|The Resistless Hour Awaits by Dan May|
Once upon a time, things were very different for me in that regard. Like a lot of people -- especially when they're still young -- I cared about being liked and accepted above all else. I still insist on being liked and accepted by the people I allow to become close to me, but I am a lot pickier as far as how I go about making connections these days. It's quality over quantity all the way.
It occurs to me that I've been outgrowing more and more of my friends as a result. A little at a time, but steadily all the same.

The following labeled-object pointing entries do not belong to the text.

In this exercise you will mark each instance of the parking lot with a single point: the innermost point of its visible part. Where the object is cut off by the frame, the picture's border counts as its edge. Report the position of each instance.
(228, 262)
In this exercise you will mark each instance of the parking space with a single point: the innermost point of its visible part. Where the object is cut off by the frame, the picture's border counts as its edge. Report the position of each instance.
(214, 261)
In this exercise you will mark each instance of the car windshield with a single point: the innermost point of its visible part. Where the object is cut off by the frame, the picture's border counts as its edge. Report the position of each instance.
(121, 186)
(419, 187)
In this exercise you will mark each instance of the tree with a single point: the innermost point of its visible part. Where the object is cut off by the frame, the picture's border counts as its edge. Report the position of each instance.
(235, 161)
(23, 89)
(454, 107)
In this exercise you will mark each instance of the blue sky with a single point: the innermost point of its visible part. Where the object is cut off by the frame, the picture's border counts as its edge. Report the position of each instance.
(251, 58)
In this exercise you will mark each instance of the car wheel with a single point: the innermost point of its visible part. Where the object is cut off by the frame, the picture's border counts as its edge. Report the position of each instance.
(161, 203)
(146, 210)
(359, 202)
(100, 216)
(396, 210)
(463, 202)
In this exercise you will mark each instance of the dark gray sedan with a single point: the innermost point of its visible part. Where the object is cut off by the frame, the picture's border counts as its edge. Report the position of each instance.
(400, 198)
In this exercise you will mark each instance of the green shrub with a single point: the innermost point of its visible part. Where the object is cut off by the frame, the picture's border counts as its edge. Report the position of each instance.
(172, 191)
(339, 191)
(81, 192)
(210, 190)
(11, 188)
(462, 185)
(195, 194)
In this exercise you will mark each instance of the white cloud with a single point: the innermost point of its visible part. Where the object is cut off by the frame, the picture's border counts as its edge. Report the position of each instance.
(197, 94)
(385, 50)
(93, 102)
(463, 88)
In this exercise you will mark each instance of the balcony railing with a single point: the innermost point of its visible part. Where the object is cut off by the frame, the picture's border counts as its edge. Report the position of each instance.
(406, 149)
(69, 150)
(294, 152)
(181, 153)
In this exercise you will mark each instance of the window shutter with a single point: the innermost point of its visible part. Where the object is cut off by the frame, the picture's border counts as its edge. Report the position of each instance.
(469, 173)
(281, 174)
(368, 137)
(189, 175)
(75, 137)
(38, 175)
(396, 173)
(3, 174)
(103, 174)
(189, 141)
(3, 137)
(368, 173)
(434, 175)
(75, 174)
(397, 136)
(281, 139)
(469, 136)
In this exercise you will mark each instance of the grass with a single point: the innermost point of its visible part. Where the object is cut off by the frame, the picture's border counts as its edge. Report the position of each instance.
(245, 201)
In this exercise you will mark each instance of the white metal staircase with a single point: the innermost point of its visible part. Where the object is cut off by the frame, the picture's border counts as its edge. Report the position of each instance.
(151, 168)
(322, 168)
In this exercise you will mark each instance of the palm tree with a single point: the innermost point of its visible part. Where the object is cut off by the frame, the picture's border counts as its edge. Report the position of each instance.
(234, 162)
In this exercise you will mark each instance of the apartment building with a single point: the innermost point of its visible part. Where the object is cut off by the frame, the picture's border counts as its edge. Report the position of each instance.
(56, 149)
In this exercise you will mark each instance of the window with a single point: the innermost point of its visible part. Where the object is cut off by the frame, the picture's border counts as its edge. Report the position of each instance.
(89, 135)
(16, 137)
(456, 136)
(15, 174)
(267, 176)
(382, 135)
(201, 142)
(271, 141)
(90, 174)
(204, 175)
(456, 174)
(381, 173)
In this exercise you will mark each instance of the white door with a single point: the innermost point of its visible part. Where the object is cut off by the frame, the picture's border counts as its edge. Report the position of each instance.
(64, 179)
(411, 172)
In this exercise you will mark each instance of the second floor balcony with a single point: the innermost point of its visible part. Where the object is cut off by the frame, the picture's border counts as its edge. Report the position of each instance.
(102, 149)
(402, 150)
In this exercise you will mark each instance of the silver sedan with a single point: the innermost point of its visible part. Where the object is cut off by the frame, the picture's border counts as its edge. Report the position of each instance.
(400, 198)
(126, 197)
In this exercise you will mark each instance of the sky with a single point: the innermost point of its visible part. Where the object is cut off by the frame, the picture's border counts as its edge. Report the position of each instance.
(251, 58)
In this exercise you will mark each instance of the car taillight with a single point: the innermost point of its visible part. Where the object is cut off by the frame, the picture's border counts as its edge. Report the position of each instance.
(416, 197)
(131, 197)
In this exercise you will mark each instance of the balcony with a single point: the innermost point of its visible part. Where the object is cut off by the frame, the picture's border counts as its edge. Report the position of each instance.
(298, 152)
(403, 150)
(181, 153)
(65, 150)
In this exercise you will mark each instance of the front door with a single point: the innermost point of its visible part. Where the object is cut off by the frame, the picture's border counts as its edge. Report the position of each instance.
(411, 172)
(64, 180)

You know how it goes. You take up with people at a point in your life when you're in a certain state of mind -- lonely, angry at the whole world because you're not getting everything you think you're entitled to. You're probably even initially attracted to them because they're like you and have the same outlook on life. Then you evolve. You start figuring things out. You grow up a little and start realizing that sometimes you're the problem. You learn how to make better choices and form better quality relationships as a result. You slowly but surely begin to "get it".
Then you look at some of the people you were closer to during the darker days when you weren't as self aware and you can clearly see that they haven't been making the same progress you have. In fact, they're in the exact same place they used to be. They're still mad at the whole world. They still think their unhappiness and dissatisfaction with life are everyone else's fault. You stop thinking they're as cool as you used to think they were and you start pulling away, probably without even realizing it at first. Then one day they do or say something so out of line you can't justify continuing the relationship anymore. And you realize you don't actually care. You may even realize that you haven't really cared for some time now.
This has been occurring in my life a lot over the past six or seven years. My natural evolution paired with a couple of life-altering events (like Seth's hospitalization and near death a few years ago) have really changed my priorities, especially socially. I've ended or marginalized a lot of different relationships -- with online friends I was once pretty close to, with family, with business associates. I've run into people from my past that I was once super close to and been jarred by the way their lack of personal evolution makes me wonder what I even used to see in them.
I'm just not the same anymore, so I suppose it bothers me that they are. They say "you've changed" without even bothering to conceal the disappointment in their voices. I say "and you haven't" in a tone that conveys just as much disappointment... not to mention boredom.
And then there's the way the removal of such people from my life leaves this... vacuum behind. But it's a vacuum that quickly fills itself with relics and ideas related to the person in some way, shape, or form. I find myself picking these relics up from time to time, turning them over in my hands, and studying them. I've always been an introspective person, so once a particular relationship is over, I like contemplating what it taught me about what I do and don't like about people and relationships. What I find beneficial or unacceptable. How the experiences I had with that person helped me grow as an individual. Seth and I can (and do) talk for hours about this sort of thing. It's like our therapy.
I guess I don't mourn dead connections so much as I perform autopsies on them. Then I recycle the salvageable parts and turn them into characters or stories. That process is very natural for me. It is therapeutic and intellectually stimulating as well. In a way, it almost makes having had to deal with certain people or experiences worthwhile.